On Aug. 23, 2021, a C-17 Globemaster III aircrew belonging to 315th Airlift Wing from Joint Base Charleston, South Carolina helped to deliver a baby aboard their airlifter carrying Afghans evacuated from Afghanistan moments before landing at a Middle East staging area with a jet filled with evacuees.
As told by Michael Dukes, 315th Airlift Wing Public Affairs, in the article ‘Baby on board’ – Aircrew deliver Afghan baby on evacuation flight, while in a holding pattern waiting to land, Capt. Dennis Conner, 701st Airlift Squadron (AS) aircraft commander, received a report from loadmaster, Tech Sgt. Leah Schmidt, also 701st AS, that there was a situation on the aircraft’s cargo deck.
Schmidt said there was a woman in distress who shut herself in the lavatory and was resisting assistance. Because of the potential medical emergency, Schmidt and Conner agreed they needed to land the jet as soon as possible.
Capt. Leslie Green, an active duty Air Force flight nurse with the crew, determined the woman in the bathroom was delivering a baby after having quickly assessed the situation with Schmidt.
Then, at about 1,000 feet in the air, Green, with the assistance of Schmidt, began to deliver the baby.
“The baby was perfect! … a little bit small; it definitely didn’t make it full term, but it came out crying,” Green said. “She [the baby] seemed to be doing well in this world.”
When Conner was told that a baby had been born on the flight deck, he said the jet was at an elevation of 800 feet.
“I think it was one of my best experiences,” Green added.
“Same here,” Schmidt said. “It tops anything I’ve ever been through.”
“It was the smoothest landing I’ve ever seen Capt. Conner make — it was very smooth,” said Lt. Col. Wesley Adams, 701st AS pilot.
After landing the C-17, “The EMTs on the ground were in the jet within seconds.”
“I think Capt. Green really stepped up and did a great job,” said Tech. Sgt.

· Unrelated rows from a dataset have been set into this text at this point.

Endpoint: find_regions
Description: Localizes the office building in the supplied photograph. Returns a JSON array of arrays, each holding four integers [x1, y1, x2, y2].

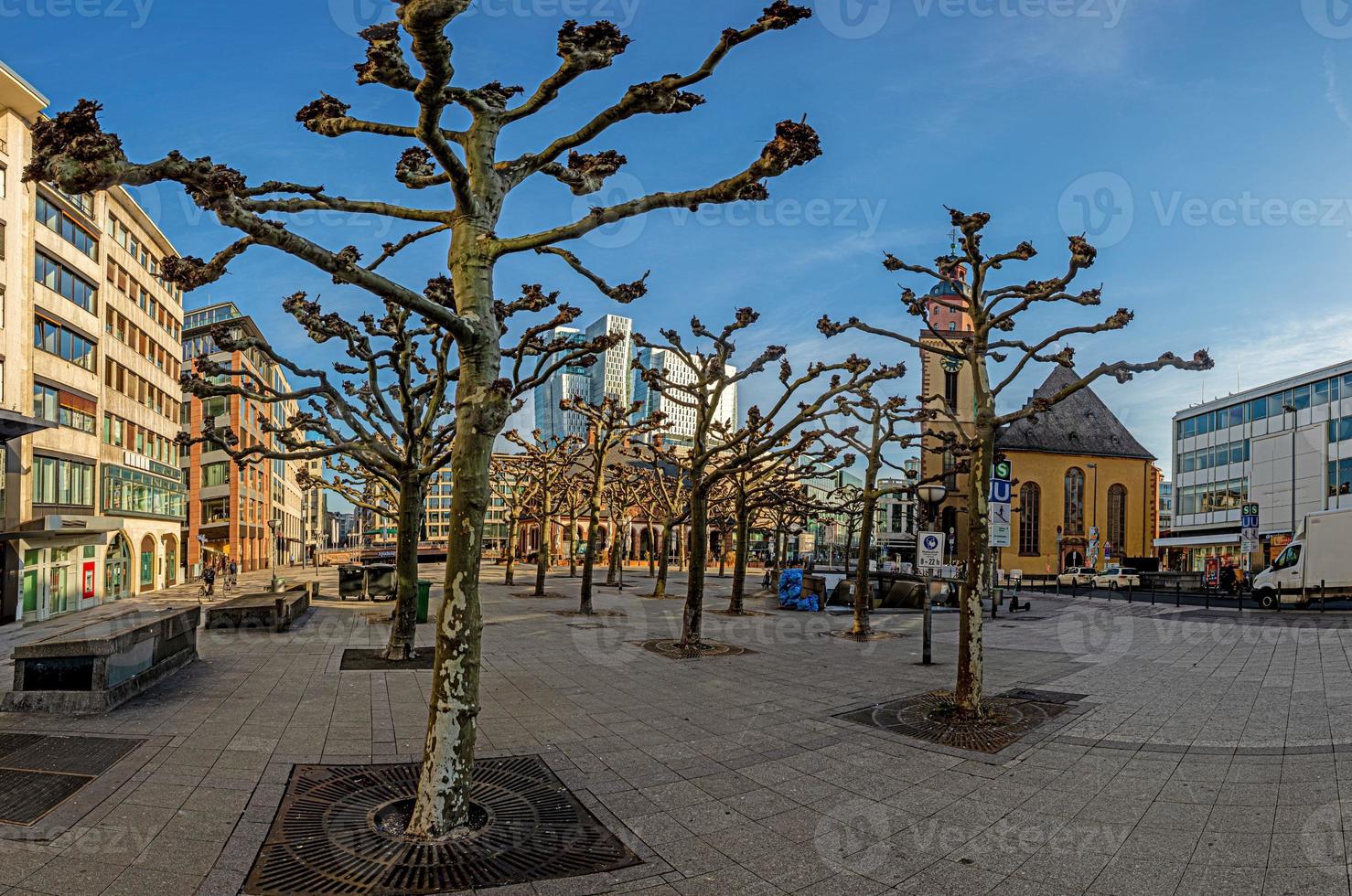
[[633, 347, 737, 447], [0, 63, 185, 624], [183, 302, 305, 571], [1157, 361, 1352, 571]]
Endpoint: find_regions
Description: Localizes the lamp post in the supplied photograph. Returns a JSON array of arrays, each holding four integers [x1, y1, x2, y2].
[[1282, 404, 1296, 540], [916, 483, 948, 667], [268, 517, 281, 594]]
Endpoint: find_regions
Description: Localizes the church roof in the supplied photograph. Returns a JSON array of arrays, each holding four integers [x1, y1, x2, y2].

Dennis Hiott, 701st AS loadmaster.
“That was my first full delivery,” Green admitted. “But it wasn’t really hard. [The mother] really did the hardest part herself.”
“Someone said, ‘we took off with 270 children, and we landed with 271,” Adams said.
The Air Force routinely adds flight nurses and medics to its evacuation missions in the event of potential medical emergencies during these flights.
The 315th AW and other US and allied military organizations remain focused on facilitating the safe evacuation of US citizens, Special Immigrant Visa applicants, and other vulnerable Afghans, to get these personnel out of Afghanistan as quickly and as safely as possible.
As already reported, Reach 871, a C-17 from the 436th Air Wing, based at Dover Air Force Base (AFB), Delaware, safely transported 823 Afghan citizens from Hamid Karzai International Airport on Aug. 15, 2021 setting a reacord for the C-17.
On that day, an audio from the crew estimating they were carrying 800 passengers was posted online but an anonymous defense official then said the true number was about 640 people.
But after a few days, Air Mobility Command (AMC) said that the initial count of 640 inadvertently included only adults. 183 children were also aboard.
The original number was based on how many bus seats were filled departing the aircraft and didn’t account for the number of children in laps.
On Aug. 21, another C-17 (call sign Reach 828) landed at Ramstein Air Base, Germany, with an extra passenger, after an Afghan mother on board gave birth to a baby girl as the aircraft made its final descent.
The parents named the baby Reach, after the aircraft call sign.